Parolaro D, Patrini G, Massi P, Mainardi P, Giagnoni G, Sala M, Gori E
Institute of Pharmacology, Faculty of Sciences, University of Milan, Italy.
J Pharmacol Exp Ther. 1989 Apr;249(1):324-8.
Histamine (HA) injected i.c.v. to rats inhibited intestinal propulsion in linear relation to the log of the administered doses (in the range from 20-100 micrograms/rat). In the same dose range HA also induced a dose-related analgesic effect (tail-flick test). The dose of HA maximally active by the i.c.v. route (100 micrograms/rat) showed neither of these effects when injected i.v. or i.p. HA-induced intestinal inhibition and analgesia were antagonized competitively by i.c.v. mepyramine (10 micrograms/rat), an H1 receptor antagonist, whereas cimetidine (10 micrograms/rat), an H2 receptor antagonist, had no effect. Repeated i.c.v. injections of HA resulted in tachyphylaxis of both intestinal inhibition and analgesia. Pretreatment with i.c.v. naloxone (20 micrograms/rat) antagonized the antipropulsive effect of HA in a noncompetitive fashion, but did not affect its antinociceptive action. The relevance of the central histaminergic system in the modulation of gastrointestinal motility and its relationship with the opioid system are discussed.

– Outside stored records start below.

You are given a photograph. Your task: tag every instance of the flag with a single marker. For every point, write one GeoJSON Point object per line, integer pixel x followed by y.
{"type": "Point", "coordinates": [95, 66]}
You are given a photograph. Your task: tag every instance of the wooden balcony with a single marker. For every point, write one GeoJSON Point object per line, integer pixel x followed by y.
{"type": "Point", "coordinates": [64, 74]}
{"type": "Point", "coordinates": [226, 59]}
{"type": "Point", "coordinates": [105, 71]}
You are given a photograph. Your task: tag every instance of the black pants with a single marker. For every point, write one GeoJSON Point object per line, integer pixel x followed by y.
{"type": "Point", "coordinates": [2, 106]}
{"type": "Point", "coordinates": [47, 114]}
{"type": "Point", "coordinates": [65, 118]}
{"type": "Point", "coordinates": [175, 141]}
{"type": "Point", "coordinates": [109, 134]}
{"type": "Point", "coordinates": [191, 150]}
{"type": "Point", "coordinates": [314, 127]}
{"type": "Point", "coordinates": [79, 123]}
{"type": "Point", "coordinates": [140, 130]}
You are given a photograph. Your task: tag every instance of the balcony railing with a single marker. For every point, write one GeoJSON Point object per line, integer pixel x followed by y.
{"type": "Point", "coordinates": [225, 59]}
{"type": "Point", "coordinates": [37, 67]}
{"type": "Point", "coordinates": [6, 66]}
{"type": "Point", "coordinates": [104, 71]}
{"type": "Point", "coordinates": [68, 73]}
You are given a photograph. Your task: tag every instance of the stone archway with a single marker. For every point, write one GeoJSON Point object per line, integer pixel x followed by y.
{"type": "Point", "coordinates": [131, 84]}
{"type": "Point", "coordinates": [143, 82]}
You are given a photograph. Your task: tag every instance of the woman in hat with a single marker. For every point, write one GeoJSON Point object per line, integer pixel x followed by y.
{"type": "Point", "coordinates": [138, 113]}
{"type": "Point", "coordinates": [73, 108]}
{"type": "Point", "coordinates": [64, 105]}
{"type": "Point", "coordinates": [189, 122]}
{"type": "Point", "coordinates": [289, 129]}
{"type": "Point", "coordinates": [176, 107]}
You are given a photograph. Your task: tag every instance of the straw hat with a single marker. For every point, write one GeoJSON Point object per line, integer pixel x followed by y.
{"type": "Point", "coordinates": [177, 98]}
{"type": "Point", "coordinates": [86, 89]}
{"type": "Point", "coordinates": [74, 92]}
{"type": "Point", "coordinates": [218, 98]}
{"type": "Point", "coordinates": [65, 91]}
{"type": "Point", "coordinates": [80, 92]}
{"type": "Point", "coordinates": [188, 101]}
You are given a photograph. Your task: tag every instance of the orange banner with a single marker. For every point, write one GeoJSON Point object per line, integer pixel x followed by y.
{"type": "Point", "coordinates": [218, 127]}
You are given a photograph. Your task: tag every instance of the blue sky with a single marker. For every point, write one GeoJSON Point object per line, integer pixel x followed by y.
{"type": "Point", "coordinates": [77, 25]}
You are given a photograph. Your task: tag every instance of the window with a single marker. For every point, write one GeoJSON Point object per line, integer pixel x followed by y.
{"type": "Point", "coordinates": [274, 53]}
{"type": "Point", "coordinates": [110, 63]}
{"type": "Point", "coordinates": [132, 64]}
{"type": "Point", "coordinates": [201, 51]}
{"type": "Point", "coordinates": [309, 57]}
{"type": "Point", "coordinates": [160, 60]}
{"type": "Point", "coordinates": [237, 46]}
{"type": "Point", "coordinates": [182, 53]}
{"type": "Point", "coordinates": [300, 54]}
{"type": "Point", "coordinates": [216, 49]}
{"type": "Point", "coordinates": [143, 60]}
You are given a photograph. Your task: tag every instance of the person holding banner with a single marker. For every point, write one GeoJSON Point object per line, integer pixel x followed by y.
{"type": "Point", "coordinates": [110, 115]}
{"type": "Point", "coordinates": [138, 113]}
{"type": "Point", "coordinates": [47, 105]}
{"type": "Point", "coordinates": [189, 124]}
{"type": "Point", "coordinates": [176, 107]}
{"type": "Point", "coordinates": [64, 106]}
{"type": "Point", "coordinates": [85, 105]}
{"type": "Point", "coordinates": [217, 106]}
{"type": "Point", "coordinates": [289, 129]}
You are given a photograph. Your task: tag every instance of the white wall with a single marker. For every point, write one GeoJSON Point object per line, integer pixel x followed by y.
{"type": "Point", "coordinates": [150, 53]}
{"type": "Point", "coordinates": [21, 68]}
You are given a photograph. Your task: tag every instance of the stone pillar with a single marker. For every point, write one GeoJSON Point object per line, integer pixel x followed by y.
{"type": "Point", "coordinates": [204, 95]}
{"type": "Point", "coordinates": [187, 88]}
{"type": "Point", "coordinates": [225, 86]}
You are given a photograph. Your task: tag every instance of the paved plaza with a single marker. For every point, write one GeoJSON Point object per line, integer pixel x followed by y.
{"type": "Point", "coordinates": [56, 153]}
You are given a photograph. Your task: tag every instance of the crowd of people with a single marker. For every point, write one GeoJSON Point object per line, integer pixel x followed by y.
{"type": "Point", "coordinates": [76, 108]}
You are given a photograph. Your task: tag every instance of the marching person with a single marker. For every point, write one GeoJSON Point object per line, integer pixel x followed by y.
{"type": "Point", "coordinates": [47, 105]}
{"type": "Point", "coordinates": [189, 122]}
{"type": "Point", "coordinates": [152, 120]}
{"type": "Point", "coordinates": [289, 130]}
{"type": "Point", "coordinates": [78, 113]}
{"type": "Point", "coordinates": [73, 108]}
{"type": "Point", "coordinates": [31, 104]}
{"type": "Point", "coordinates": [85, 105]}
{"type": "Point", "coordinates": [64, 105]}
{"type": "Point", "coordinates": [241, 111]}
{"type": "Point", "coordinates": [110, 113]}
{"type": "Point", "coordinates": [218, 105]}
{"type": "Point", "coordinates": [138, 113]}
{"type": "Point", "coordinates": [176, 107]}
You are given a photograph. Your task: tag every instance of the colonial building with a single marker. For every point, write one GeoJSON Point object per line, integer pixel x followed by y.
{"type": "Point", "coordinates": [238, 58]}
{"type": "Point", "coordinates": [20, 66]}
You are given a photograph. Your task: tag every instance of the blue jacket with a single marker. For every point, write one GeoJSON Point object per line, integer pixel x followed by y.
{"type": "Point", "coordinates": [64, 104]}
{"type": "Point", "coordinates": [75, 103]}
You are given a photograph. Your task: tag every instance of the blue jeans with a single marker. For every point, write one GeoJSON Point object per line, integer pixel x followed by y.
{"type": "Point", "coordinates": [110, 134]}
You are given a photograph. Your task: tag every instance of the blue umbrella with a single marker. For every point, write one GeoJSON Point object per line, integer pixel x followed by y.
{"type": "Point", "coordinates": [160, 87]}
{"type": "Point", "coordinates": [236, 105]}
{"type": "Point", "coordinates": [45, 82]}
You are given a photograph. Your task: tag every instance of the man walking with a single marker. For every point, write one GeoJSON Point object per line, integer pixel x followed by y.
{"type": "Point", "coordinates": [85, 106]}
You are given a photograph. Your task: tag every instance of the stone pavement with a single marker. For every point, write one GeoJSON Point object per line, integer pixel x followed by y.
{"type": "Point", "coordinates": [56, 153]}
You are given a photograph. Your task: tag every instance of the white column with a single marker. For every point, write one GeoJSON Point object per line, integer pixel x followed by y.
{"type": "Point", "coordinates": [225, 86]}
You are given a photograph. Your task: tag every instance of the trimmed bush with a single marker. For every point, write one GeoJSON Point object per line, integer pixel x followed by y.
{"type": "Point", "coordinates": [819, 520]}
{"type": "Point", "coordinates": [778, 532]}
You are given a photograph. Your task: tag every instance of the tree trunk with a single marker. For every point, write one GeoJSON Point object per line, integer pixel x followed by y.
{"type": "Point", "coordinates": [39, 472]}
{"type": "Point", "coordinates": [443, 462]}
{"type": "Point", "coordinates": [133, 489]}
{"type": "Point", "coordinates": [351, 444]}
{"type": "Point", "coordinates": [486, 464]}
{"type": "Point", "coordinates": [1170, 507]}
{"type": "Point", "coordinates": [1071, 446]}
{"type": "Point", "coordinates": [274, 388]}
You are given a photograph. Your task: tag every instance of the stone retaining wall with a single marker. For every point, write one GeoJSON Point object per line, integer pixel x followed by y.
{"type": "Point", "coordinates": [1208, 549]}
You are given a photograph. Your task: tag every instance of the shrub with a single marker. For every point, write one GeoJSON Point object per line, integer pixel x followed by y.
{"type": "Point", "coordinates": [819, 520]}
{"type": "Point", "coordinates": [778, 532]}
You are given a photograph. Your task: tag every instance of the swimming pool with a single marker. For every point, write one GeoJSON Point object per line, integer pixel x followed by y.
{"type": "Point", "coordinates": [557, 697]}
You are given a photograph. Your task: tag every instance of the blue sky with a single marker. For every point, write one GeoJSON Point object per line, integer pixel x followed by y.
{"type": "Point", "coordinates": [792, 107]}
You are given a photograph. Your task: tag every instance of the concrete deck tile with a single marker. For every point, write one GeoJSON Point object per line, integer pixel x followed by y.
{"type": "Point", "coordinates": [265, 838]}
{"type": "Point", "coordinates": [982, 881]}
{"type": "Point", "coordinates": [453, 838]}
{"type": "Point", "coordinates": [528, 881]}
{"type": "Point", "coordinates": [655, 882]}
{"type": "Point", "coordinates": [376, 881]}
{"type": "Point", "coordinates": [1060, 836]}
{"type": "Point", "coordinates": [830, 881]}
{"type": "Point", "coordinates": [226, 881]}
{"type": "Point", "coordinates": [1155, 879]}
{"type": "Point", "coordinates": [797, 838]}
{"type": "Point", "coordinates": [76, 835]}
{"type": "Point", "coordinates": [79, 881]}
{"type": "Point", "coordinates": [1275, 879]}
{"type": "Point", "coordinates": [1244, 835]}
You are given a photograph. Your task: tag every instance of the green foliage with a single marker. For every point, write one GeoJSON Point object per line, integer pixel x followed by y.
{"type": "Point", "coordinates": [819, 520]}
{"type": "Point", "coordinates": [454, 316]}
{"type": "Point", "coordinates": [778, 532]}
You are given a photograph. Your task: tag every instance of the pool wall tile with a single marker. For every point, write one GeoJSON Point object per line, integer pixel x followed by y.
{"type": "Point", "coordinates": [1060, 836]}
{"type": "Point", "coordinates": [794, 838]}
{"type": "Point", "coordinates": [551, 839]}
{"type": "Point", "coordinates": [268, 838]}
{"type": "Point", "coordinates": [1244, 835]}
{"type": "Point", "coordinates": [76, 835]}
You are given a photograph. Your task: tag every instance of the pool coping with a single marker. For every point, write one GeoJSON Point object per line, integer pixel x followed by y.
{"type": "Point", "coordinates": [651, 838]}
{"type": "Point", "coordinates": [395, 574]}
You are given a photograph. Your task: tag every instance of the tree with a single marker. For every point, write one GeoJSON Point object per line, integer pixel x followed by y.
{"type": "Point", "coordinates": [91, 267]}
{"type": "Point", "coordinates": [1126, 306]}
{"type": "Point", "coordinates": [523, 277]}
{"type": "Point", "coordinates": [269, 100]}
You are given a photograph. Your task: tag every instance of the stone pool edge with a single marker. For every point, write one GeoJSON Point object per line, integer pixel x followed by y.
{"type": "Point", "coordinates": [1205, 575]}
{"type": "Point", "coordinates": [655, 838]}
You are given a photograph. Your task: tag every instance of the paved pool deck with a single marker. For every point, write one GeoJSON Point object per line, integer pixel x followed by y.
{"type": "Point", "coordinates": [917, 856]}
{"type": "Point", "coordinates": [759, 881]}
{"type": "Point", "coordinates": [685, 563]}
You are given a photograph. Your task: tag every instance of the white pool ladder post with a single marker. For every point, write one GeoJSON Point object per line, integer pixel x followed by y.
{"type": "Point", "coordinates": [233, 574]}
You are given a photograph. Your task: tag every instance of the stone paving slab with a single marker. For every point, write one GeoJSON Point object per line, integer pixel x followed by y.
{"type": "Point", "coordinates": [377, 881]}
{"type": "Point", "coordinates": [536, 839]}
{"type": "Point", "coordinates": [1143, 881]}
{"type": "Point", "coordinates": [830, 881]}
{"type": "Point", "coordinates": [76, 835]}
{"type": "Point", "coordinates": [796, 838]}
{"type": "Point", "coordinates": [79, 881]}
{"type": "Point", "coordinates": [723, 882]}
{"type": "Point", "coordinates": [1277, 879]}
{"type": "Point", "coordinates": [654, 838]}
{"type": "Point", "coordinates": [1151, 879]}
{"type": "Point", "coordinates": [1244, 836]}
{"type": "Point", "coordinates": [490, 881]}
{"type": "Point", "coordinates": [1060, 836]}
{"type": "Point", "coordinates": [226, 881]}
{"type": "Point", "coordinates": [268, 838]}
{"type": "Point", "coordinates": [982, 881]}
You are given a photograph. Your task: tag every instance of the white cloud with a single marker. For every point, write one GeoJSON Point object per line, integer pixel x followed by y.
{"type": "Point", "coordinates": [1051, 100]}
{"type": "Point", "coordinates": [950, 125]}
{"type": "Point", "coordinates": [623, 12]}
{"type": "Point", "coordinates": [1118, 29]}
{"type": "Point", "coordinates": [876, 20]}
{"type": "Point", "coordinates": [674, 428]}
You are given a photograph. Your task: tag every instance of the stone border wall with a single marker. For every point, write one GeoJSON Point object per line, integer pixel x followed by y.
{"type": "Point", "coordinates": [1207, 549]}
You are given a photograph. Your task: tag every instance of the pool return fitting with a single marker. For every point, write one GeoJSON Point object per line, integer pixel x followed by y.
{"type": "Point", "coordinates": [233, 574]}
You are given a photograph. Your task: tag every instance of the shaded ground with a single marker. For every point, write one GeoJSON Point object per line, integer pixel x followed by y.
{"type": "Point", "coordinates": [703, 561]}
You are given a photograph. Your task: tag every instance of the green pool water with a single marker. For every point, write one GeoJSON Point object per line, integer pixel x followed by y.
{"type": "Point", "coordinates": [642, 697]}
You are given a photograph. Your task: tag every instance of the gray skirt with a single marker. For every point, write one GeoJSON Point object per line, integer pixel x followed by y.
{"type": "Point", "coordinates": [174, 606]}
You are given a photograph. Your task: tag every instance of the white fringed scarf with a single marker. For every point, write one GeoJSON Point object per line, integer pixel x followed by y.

向大鼠脑室内注射组胺(HA)可抑制肠道推进,抑制程度与给药剂量的对数呈线性关系(剂量范围为20 - 100微克/大鼠)。在相同剂量范围内,HA还可诱导剂量相关的镇痛作用(甩尾试验)。脑室内注射途径的最大活性剂量(100微克/大鼠)的HA,静脉注射或腹腔注射时均未显示出这些作用。HA诱导的肠道抑制和镇痛作用可被脑室内注射的H1受体拮抗剂美吡拉敏(10微克/大鼠)竞争性拮抗,而H2受体拮抗剂西咪替丁(10微克/大鼠)则无作用。重复脑室内注射HA会导致肠道抑制和镇痛作用的快速耐受性。脑室内注射纳洛酮(20微克/大鼠)预处理以非竞争性方式拮抗HA的抗推进作用,但不影响其抗伤害感受作用。文中讨论了中枢组胺能系统在调节胃肠动力中的相关性及其与阿片系统的关系。